Fifty-six years of age at the time, Lolley elected to resume his earlier ministry as a local church pastor. Beginning at the First Baptist Church of North Carolina's capital city of Raleigh, he concluded his formal career in nearby Greensboro, retiring from its First Baptist Church in late 1996.

Lolley's post-retirement years were occupied with the interim pastorates of a dozen Baptist churches, ranging from Washington D.C. to Jacksonville, Florida. In 1999 he was elected to a one-year post as Moderator of the Cooperative Baptist Fellowship of North Carolina, a quasi-denominational group of churches and individuals, whose formation he had enthusiastically supported.

== Honors ==
- Honorary degrees, including Doctor of Divinity, Wake Forest University (1971); Doctor of Divinity, Samford University (1980); Doctor of Divinity, University of Richmond (1984); Doctor of Humane Letters, Campbell University (1985); Doctor of Laws, Mercer University (1988).
- Presidential Award, Campbell University, 1974
- Distinguished Service Award, Christian Life Commission of the Southern Baptist Convention, 1974
- Denominational Service Award, Samford University, 1976
- Distinguished Alumnus Award, Southwestern Seminary, 1979
- Alexander Meiklejohn Award for Academic Freedom, American Association of University Professors, 1988

== Writings ==

Lolley's writings include more than 100 articles, sermons, and curriculum materials for Baptist and other publications:

- Contributor, Crises in Morality, Broadman Press, 1963
- Contributor, Southeastern Studies, Vol. 1, 1979
- Co-editor, Bold Preaching about Christ, Broadman Press, 1980
- Contributor, Servant Songs: Reflections on the History and Mission of Southeastern Baptist Theological Seminary, 1950-1988, Smyth & Helwys Publishing Co., 1994
- Author, Journey with Me: Redemptive Threads Woven Through the Bible, Nurturing Faith, Inc, 2015

== Family ==

In 1952, the newly ordained Lolley married fellow Alabamian Clara Lou Jacobs, who was completing her studies at Troy State Teachers College. The marriage brought forth two daughters, Charlotte Lynn Murphy and Pamela Jo Frey.
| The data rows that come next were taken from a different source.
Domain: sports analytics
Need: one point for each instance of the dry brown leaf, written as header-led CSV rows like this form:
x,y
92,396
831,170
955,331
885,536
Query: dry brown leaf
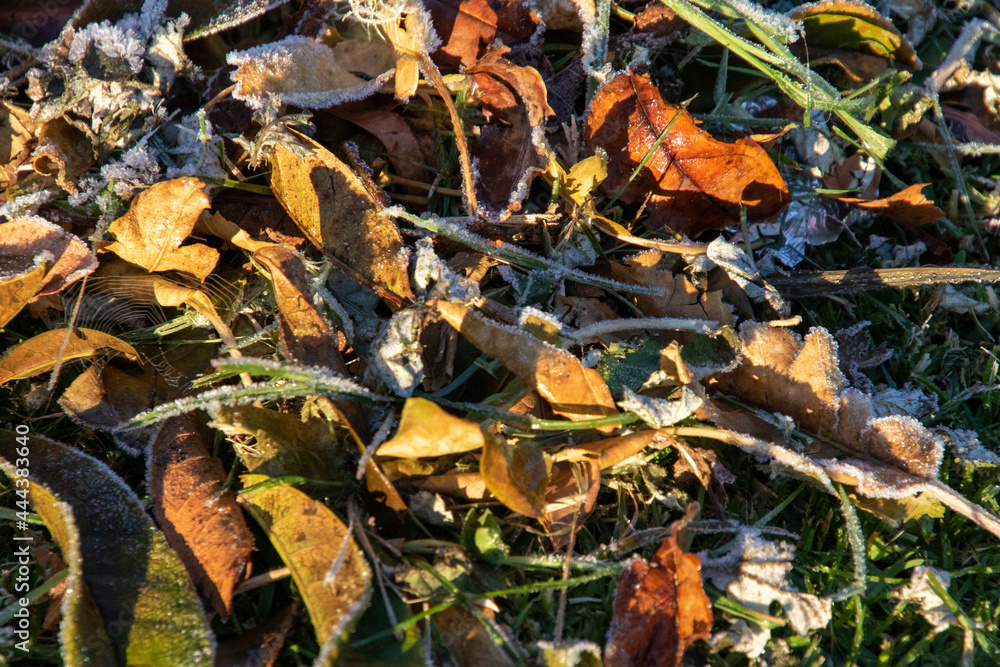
x,y
22,240
217,225
468,27
909,207
19,284
570,496
802,379
572,389
17,132
202,523
306,337
427,430
63,152
509,149
660,606
517,475
694,182
468,642
160,219
338,214
41,353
Lolley's brother Thomas Ervin "Tom" Lolley (1937–2004), also a graduate of Southeastern Seminary, likewise pastored local North Carolina churches and served as an area missionary for the state's Baptist convention.

== Death ==

Randall Lolley died on March 21, 2022, following a stroke suffered at his memory care residence in Raleigh, North Carolina. He was 90 years old. His wife Lou Lolley died less than a year later on January 19, 2023. Both are buried at Sunset Memorial Gardens near Geneva, Alabama, Lou Lolley’s hometown.